WJ :Nous comprenons l'écologie et la biologie évolutive, alors pourquoi continuons-nous à insister pour introduire des poisons dans notre terre et notre eau ? C'est le problème du génie génétique. Vous vous retrouvez également avec un tas de mauvaises herbes résistantes au Roundup. Donc, ce n'est pas utiliser nos têtes pour bricoler avec les arrangements de la nature. Nous sommes des biologistes de l'évolution ici au Land Institute. Nous examinons la façon dont les systèmes naturels ont fonctionné pendant des millions d'années, pas quelque chose de Johnny-come-dernièrement.

Jusqu'à présent, nous avons fait ce que font les colonisateurs - nous entrons et prenons et ne prêtons pas beaucoup d'attention à demain, ou l'année suivante, ou le siècle suivant.

MF :Il semble que vous soyez tout aussi intéressé et concerné par les relations entre agriculture et culture. En réalité, vous avez écrit un livre il y a des années intitulé Devenir natif de cet endroit . Qu'est-ce que ça veut dire?

WJ :La plupart d'entre nous n'ont pas évolué sur ce continent, et nous devons nous rappeler que biologiquement, nous sommes encore essentiellement des chasseurs et des cueilleurs. Mais pour les 10 derniers, 000 ans, nous avons montré notre habileté humaine avec la charrue et plus récemment avec les produits chimiques et les machines à combustibles fossiles. Donc notre présence dans le paysage est, en un sens, extraterrestre. Nous sommes une espèce hors contexte, hors du contexte de ce qui nous a façonnés.

J'ai écrit que je pense que la découverte de l'Amérique est devant nous. Jusqu'à présent, nous avons fait ce que font les colonisateurs - nous entrons et prenons et ne prêtons pas beaucoup d'attention à demain, ou l'année suivante, ou le siècle suivant. Ce n'est pas avoir une culture. C'est simplement s'engager avec le monde, avec l'écosphère, comme colonisateurs. Prenez et partez.

MF :Dans un autre livre, vous parlez de « consulter le génie d'un lieu ». Quel est le génie et comment le consultez-vous ?

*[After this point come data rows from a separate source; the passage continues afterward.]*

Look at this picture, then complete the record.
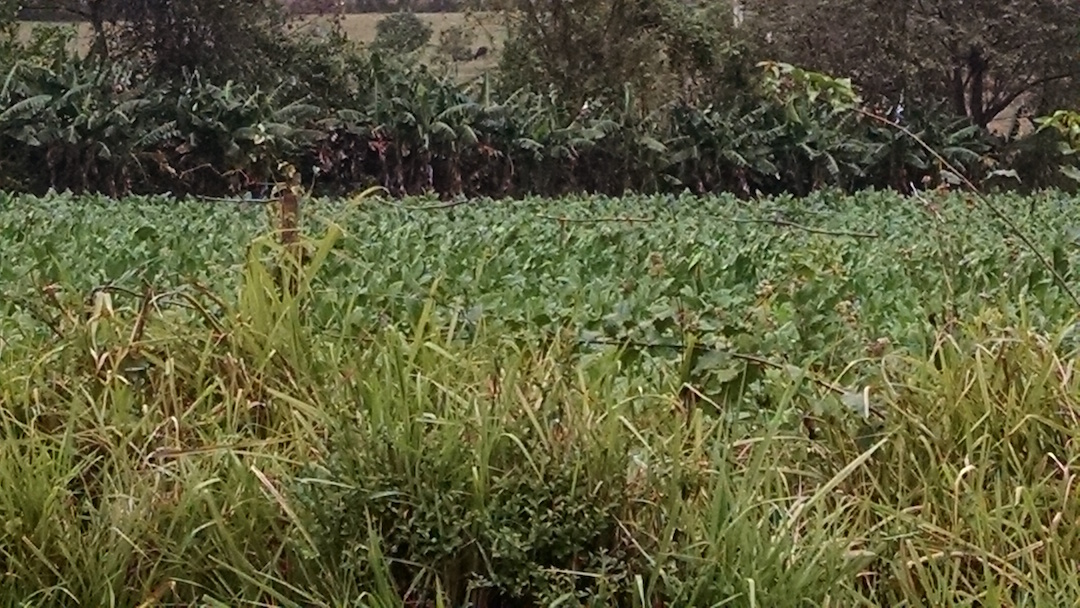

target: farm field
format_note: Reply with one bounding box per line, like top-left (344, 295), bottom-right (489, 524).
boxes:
top-left (15, 12), bottom-right (507, 79)
top-left (0, 192), bottom-right (1080, 608)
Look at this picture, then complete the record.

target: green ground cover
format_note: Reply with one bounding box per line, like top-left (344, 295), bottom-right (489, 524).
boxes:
top-left (0, 192), bottom-right (1080, 607)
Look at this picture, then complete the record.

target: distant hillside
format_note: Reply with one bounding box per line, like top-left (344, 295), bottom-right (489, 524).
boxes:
top-left (19, 0), bottom-right (464, 22)
top-left (283, 0), bottom-right (463, 13)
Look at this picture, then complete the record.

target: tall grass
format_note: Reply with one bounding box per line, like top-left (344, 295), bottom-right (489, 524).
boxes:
top-left (0, 228), bottom-right (1080, 608)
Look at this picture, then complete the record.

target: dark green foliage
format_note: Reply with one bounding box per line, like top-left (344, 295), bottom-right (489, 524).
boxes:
top-left (373, 11), bottom-right (432, 54)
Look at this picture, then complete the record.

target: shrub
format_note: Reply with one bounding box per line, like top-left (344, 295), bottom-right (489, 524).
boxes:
top-left (372, 11), bottom-right (432, 54)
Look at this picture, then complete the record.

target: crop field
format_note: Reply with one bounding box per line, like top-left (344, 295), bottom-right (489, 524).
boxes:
top-left (0, 192), bottom-right (1080, 608)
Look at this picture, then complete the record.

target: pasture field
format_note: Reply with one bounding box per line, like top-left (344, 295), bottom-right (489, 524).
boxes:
top-left (0, 192), bottom-right (1080, 608)
top-left (16, 12), bottom-right (507, 79)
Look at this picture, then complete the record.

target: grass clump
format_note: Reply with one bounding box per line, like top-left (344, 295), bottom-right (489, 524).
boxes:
top-left (0, 199), bottom-right (1080, 608)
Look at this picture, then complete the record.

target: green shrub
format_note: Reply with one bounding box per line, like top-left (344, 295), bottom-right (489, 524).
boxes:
top-left (372, 11), bottom-right (432, 55)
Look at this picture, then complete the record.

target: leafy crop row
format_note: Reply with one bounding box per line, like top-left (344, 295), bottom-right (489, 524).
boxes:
top-left (0, 188), bottom-right (1080, 408)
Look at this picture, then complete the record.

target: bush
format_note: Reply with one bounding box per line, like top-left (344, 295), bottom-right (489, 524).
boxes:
top-left (437, 25), bottom-right (476, 62)
top-left (372, 11), bottom-right (432, 54)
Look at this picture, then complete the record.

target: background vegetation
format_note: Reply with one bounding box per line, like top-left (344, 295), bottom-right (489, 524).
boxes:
top-left (0, 0), bottom-right (1080, 198)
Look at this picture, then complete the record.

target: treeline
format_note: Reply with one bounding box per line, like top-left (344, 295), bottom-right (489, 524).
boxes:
top-left (0, 0), bottom-right (1077, 197)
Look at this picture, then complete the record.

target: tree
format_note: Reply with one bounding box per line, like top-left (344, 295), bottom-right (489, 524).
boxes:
top-left (497, 0), bottom-right (737, 109)
top-left (746, 0), bottom-right (1080, 126)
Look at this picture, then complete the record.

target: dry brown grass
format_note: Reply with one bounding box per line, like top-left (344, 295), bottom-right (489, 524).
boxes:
top-left (16, 13), bottom-right (507, 80)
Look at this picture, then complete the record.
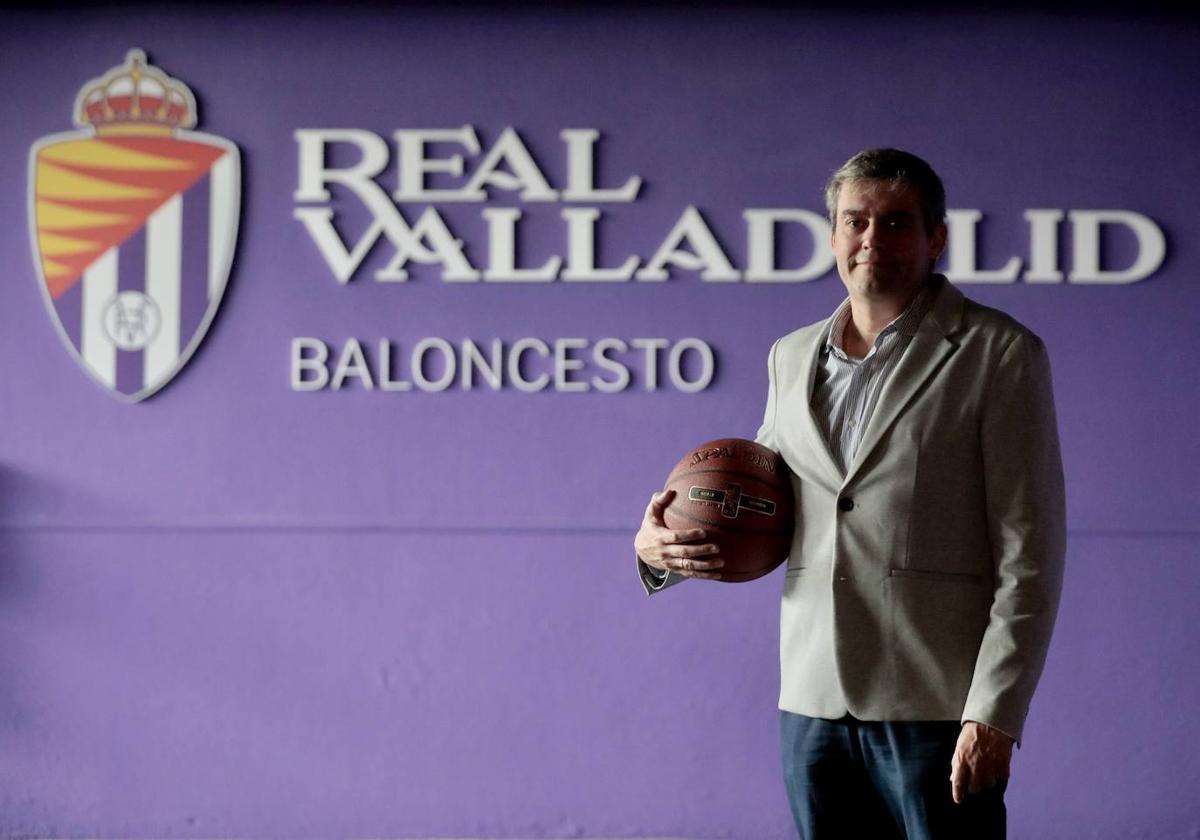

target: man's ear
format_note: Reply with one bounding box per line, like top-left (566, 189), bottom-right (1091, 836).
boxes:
top-left (929, 222), bottom-right (946, 263)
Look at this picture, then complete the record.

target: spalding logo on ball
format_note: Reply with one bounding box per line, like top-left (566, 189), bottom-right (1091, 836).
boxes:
top-left (662, 438), bottom-right (796, 583)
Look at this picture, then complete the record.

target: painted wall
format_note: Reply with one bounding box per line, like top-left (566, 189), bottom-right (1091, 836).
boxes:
top-left (0, 5), bottom-right (1200, 840)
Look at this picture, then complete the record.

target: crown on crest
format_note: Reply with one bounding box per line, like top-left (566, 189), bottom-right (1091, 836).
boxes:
top-left (74, 49), bottom-right (196, 134)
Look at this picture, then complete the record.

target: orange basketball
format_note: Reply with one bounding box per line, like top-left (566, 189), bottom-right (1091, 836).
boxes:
top-left (662, 438), bottom-right (796, 583)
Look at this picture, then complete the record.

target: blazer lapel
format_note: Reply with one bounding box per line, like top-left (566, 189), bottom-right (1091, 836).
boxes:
top-left (798, 318), bottom-right (842, 490)
top-left (846, 278), bottom-right (964, 482)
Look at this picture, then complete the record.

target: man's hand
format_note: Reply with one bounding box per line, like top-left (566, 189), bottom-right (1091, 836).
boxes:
top-left (634, 490), bottom-right (725, 580)
top-left (950, 720), bottom-right (1013, 803)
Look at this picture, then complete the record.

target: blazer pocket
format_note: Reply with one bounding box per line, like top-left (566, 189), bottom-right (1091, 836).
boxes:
top-left (890, 569), bottom-right (983, 583)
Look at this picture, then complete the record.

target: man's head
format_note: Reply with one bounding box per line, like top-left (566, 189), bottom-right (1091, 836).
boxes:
top-left (826, 149), bottom-right (946, 305)
top-left (826, 149), bottom-right (946, 230)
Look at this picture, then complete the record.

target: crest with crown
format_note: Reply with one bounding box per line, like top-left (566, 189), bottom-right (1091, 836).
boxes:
top-left (74, 49), bottom-right (196, 137)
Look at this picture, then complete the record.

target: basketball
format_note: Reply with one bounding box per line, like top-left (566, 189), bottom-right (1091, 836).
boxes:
top-left (662, 438), bottom-right (796, 583)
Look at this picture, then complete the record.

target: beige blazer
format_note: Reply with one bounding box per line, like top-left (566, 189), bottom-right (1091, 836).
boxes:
top-left (643, 277), bottom-right (1066, 739)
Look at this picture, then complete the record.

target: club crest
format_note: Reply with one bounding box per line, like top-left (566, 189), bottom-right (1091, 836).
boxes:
top-left (29, 49), bottom-right (241, 402)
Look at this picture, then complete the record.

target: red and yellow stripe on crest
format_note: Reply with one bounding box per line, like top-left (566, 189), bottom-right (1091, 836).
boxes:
top-left (34, 137), bottom-right (224, 299)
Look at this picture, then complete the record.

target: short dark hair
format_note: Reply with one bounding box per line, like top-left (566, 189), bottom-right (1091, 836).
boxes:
top-left (826, 149), bottom-right (946, 232)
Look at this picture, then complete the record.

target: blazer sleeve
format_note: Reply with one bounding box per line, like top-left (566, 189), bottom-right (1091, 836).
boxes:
top-left (962, 331), bottom-right (1067, 742)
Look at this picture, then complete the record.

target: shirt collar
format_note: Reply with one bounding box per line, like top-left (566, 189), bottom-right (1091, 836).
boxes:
top-left (823, 283), bottom-right (932, 359)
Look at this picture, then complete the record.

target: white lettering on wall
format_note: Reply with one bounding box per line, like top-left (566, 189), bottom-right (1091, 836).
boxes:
top-left (290, 336), bottom-right (716, 394)
top-left (293, 125), bottom-right (1166, 284)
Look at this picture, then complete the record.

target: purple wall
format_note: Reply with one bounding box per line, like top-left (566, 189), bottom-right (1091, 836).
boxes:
top-left (0, 5), bottom-right (1200, 840)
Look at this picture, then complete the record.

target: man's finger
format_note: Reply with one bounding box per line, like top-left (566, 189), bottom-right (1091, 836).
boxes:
top-left (646, 490), bottom-right (674, 523)
top-left (667, 542), bottom-right (720, 557)
top-left (950, 763), bottom-right (971, 804)
top-left (666, 557), bottom-right (725, 574)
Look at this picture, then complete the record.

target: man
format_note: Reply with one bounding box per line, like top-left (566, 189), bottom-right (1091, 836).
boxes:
top-left (635, 149), bottom-right (1066, 840)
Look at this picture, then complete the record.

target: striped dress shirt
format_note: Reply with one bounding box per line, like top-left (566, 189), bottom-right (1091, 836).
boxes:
top-left (812, 286), bottom-right (932, 473)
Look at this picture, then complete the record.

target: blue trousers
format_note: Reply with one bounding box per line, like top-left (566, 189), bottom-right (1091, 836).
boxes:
top-left (780, 712), bottom-right (1006, 840)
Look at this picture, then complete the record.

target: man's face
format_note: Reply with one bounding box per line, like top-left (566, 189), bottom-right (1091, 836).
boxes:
top-left (833, 179), bottom-right (946, 300)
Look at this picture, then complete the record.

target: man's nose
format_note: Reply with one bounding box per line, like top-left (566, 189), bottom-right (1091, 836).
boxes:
top-left (862, 221), bottom-right (881, 248)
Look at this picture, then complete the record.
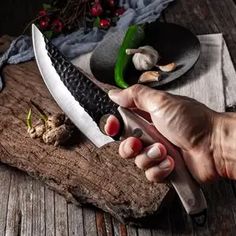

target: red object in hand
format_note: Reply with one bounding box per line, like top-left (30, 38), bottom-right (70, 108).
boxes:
top-left (39, 9), bottom-right (47, 16)
top-left (99, 19), bottom-right (111, 28)
top-left (90, 2), bottom-right (103, 17)
top-left (52, 19), bottom-right (64, 33)
top-left (39, 17), bottom-right (50, 30)
top-left (107, 0), bottom-right (116, 8)
top-left (115, 7), bottom-right (125, 16)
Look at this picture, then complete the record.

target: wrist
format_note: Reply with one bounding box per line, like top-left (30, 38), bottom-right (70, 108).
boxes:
top-left (211, 113), bottom-right (236, 178)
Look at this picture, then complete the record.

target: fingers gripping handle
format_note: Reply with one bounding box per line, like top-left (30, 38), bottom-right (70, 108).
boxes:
top-left (118, 107), bottom-right (207, 215)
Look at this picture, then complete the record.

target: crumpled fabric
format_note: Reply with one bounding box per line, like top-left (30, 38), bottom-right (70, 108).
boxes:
top-left (0, 0), bottom-right (174, 91)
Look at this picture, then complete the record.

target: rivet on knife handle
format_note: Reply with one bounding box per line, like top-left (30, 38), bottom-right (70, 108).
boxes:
top-left (118, 107), bottom-right (207, 218)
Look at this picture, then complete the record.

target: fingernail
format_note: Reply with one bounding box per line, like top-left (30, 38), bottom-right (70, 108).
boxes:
top-left (147, 146), bottom-right (161, 158)
top-left (158, 158), bottom-right (171, 169)
top-left (108, 89), bottom-right (121, 100)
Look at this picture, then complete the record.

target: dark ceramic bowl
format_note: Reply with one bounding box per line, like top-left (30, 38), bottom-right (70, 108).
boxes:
top-left (90, 22), bottom-right (200, 87)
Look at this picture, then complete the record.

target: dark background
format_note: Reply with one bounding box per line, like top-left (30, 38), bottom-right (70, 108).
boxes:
top-left (0, 0), bottom-right (50, 36)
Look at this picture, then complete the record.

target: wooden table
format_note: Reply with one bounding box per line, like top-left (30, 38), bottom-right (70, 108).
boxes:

WJ :Pensez à ce qu'était ce continent lorsque les Européens sont arrivés ici. Il y avait des groupes indigènes ici, et ils coupaient des arbres ici et là, et ils utilisaient le feu pour gérer les prairies pour le gibier, etc. Mais ils ne labouraient pas. Il s'agissait encore principalement d'écosystèmes naturels - forêts, prairies, prairies alpines. Ces écosystèmes sont ce que l'on appelle des polycultures pérennes, mélanges de nombreuses espèces de plantes et d'animaux qui fonctionnent comme un tout. Lorsque nous sommes arrivés sur ce continent, nous avons créé le contraire :des monocultures annuelles.

Donc, ce que nous avons fait au Land Institute, c'est de commencer par la question, Qu'y avait-il ici ? Ce qu'il y avait ici au Kansas, c'était la prairie indigène. Donc, ce que nous essayons de faire, c'est d'amener ces mêmes processus de la nature sauvage à la ferme. Cela signifie que nous avons besoin de vivaces, et nous devons les cultiver en mélanges. C'est le génie. Le génie c'est la prairie ou la forêt ou la prairie alpine.

MF :Ça a l'air charmant. Et c'est loin de l'état d'esprit de la plupart des agriculteurs d'aujourd'hui.

WJ :C'est le problème des solutions à long terme. Quand j'ai dit que cela prendrait entre 50 et 100 ans, j'avais 40 ans. Il n'y a pas beaucoup de gens qui veulent s'engager dans quelque chose comme ça. Nous aimons plaisanter en disant que si vous travaillez sur quelque chose que vous pouvez terminer dans votre vie, tu ne penses pas assez grand.